- Latest Chrome does not allow HTTP images to be displayed on HTTPS pages
- We need to do something about it.
I don’t know what to do.
- Proposal to use other services
- Advantages: Easy?
- Disadvantage: You sometimes do more than just static delivery.
- Maybe set up an API server that does a little natural language processing and returns…
- Github Pages.
- The theory is that you don’t need a server because you’re just delivering the data statically anyway.
- I’ve maintained that it’s convenient to have a server when you want to do a little something, but you haven’t done that in years, you’d rather use heroku or netlify.
- Put Cloudflare in the front
- Hmmm, it was mentioned on Chrome’s blog, etc., but in a big way…
- I guess that’s as far as one can go with the free plan…
- Shove all static-distributed images into Gyazo.
- Theoretically, it’s not impossible, but that’s about it.

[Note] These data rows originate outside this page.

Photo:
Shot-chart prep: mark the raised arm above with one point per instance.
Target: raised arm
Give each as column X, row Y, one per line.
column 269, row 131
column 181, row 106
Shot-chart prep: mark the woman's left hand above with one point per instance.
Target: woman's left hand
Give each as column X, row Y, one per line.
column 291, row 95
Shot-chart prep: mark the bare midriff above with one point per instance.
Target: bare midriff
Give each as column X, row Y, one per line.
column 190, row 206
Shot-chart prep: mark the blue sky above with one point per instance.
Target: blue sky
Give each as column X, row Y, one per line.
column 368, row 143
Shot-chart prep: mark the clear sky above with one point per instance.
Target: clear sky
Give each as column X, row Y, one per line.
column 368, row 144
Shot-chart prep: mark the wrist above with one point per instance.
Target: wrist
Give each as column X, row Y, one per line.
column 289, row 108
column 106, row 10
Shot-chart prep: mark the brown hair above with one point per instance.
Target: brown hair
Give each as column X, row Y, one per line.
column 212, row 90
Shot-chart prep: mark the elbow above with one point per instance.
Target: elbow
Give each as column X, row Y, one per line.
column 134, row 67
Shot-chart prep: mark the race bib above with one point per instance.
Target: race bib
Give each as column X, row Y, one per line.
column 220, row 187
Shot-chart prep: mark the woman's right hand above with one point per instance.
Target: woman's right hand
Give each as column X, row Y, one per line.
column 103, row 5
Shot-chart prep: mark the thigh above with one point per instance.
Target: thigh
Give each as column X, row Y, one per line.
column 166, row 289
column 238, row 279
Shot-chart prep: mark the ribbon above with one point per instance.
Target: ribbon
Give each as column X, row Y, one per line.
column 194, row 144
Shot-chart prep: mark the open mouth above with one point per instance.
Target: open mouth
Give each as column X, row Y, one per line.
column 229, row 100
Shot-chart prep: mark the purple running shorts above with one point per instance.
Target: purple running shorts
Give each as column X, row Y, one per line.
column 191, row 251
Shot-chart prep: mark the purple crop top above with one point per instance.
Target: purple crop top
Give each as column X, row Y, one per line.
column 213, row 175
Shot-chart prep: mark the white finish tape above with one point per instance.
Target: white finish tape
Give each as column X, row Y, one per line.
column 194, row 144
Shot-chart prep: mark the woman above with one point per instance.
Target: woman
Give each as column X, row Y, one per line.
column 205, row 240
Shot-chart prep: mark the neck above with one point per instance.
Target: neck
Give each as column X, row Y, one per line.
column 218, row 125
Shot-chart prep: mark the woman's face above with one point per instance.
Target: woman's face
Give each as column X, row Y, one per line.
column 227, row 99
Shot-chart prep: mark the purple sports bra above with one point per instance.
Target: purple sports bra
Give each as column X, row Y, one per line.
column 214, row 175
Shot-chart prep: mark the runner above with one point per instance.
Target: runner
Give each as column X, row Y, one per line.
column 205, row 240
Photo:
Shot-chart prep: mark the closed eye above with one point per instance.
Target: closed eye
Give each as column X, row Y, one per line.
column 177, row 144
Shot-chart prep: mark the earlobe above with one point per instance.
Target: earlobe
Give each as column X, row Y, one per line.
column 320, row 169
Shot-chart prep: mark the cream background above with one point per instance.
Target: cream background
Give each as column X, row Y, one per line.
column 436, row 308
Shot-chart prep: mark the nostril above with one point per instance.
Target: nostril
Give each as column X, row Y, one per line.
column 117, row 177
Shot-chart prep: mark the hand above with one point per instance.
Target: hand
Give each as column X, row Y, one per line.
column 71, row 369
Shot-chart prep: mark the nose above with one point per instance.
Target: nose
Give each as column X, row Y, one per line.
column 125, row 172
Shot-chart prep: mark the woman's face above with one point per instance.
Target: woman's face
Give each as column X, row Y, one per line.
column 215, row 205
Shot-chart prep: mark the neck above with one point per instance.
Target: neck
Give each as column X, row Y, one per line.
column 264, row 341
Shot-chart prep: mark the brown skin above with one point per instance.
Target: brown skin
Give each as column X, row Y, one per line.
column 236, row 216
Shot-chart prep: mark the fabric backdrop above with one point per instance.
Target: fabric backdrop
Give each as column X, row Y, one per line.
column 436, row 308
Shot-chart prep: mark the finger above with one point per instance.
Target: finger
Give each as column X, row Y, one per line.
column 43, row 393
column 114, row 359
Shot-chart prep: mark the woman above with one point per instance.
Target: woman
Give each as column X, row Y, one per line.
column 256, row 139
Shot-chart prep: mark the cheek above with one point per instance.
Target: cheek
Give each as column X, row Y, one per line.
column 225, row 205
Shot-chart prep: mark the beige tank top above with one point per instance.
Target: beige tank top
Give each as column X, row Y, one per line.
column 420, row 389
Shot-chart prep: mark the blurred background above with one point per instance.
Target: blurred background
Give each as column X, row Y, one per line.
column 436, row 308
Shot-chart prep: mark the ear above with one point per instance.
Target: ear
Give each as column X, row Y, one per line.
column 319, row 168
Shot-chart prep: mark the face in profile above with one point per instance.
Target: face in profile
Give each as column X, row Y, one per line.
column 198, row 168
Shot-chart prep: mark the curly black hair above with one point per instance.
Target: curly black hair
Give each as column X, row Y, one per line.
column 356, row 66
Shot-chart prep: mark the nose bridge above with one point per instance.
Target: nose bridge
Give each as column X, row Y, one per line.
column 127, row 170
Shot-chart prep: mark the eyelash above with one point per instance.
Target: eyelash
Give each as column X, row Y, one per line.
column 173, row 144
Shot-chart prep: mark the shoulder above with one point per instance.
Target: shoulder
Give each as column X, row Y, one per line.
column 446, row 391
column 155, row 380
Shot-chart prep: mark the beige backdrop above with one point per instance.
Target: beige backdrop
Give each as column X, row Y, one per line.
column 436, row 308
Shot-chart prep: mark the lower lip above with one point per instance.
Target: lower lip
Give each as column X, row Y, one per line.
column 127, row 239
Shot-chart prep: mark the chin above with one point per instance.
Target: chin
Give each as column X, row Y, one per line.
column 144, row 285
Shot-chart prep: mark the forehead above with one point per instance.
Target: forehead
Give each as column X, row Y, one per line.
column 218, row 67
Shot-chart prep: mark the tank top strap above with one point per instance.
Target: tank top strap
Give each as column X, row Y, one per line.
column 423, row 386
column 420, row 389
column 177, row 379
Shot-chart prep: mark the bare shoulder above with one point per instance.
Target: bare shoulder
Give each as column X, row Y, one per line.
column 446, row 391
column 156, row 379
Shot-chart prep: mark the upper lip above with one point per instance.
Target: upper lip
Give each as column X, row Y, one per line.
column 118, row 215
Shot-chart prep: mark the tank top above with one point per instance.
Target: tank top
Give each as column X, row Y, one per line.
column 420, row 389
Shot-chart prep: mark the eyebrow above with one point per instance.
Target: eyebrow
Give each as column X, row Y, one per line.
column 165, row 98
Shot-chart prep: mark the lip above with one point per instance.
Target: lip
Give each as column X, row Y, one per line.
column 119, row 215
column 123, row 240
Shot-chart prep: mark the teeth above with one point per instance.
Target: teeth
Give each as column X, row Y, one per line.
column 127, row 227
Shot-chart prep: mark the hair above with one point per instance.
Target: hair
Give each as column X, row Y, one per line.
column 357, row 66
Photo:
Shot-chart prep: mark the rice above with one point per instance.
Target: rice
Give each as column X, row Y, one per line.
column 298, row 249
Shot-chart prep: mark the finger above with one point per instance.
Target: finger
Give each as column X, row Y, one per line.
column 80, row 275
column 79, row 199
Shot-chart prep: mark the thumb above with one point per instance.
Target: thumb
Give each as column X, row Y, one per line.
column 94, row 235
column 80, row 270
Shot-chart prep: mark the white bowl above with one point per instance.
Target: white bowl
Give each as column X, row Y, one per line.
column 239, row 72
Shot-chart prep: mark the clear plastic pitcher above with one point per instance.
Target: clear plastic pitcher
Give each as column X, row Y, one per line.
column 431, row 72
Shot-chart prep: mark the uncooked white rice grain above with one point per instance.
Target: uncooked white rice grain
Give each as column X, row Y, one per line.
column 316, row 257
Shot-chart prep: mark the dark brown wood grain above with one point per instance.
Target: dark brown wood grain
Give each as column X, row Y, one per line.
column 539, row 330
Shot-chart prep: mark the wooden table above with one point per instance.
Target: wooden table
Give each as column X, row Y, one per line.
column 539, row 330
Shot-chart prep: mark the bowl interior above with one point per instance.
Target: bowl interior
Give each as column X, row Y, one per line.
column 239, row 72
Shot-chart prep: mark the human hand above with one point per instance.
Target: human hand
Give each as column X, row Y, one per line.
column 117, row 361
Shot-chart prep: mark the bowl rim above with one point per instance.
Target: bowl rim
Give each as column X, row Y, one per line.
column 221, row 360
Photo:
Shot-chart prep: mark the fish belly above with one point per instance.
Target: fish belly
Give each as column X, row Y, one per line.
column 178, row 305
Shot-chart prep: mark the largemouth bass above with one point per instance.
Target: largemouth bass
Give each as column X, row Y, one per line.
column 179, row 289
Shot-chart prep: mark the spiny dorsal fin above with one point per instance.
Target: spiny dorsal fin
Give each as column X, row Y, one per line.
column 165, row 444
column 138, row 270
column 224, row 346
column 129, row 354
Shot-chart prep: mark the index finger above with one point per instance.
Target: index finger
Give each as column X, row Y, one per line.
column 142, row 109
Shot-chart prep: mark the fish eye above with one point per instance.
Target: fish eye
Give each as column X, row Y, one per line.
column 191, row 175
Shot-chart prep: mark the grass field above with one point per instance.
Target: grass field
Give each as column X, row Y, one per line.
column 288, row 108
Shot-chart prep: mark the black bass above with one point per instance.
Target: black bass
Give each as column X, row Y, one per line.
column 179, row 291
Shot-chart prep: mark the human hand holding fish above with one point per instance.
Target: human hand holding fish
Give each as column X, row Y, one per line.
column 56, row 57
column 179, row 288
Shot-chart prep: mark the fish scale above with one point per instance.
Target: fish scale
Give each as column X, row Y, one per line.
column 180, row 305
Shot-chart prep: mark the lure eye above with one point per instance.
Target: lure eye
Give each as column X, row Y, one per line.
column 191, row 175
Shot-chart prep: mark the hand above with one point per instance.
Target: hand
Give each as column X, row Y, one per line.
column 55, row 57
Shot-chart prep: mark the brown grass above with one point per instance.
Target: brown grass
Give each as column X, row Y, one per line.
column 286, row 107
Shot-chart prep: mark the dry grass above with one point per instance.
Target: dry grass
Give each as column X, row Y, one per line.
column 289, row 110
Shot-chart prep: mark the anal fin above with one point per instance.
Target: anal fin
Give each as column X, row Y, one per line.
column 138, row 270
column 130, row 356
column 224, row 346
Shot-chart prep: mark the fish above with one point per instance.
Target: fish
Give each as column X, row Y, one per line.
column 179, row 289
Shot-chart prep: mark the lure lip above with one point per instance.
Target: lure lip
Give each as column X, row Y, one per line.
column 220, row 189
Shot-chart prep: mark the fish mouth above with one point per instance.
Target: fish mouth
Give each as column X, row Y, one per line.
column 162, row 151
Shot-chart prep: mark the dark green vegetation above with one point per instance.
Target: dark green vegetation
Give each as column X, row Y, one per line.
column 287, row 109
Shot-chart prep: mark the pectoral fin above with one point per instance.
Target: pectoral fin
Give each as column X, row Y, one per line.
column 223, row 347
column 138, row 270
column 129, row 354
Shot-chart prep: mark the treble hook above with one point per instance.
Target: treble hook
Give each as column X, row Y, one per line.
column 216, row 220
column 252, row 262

- I need to go around and re-post the URL.
- Distribute with HTTPS on your own.
- I’m probably at the level where Apache is probably running right now, so I’m just going to start looking into it.
- If you’re leaving it in that state, there could be a security issue or something, and since you’re not maintaining it properly, shouldn’t you avoid a situation where you have to maintain it yourself?
Do something that is not a static delivery.
- I didn’t bother with pLinkSuggest or other typical examples, and when I looked into it, I found that I had deployed to heroku and it was HTTPS on its own.
- Oh, I see, I was designing it according to the official manual to put gunicorn between the two, and this is where HTTPS comes in.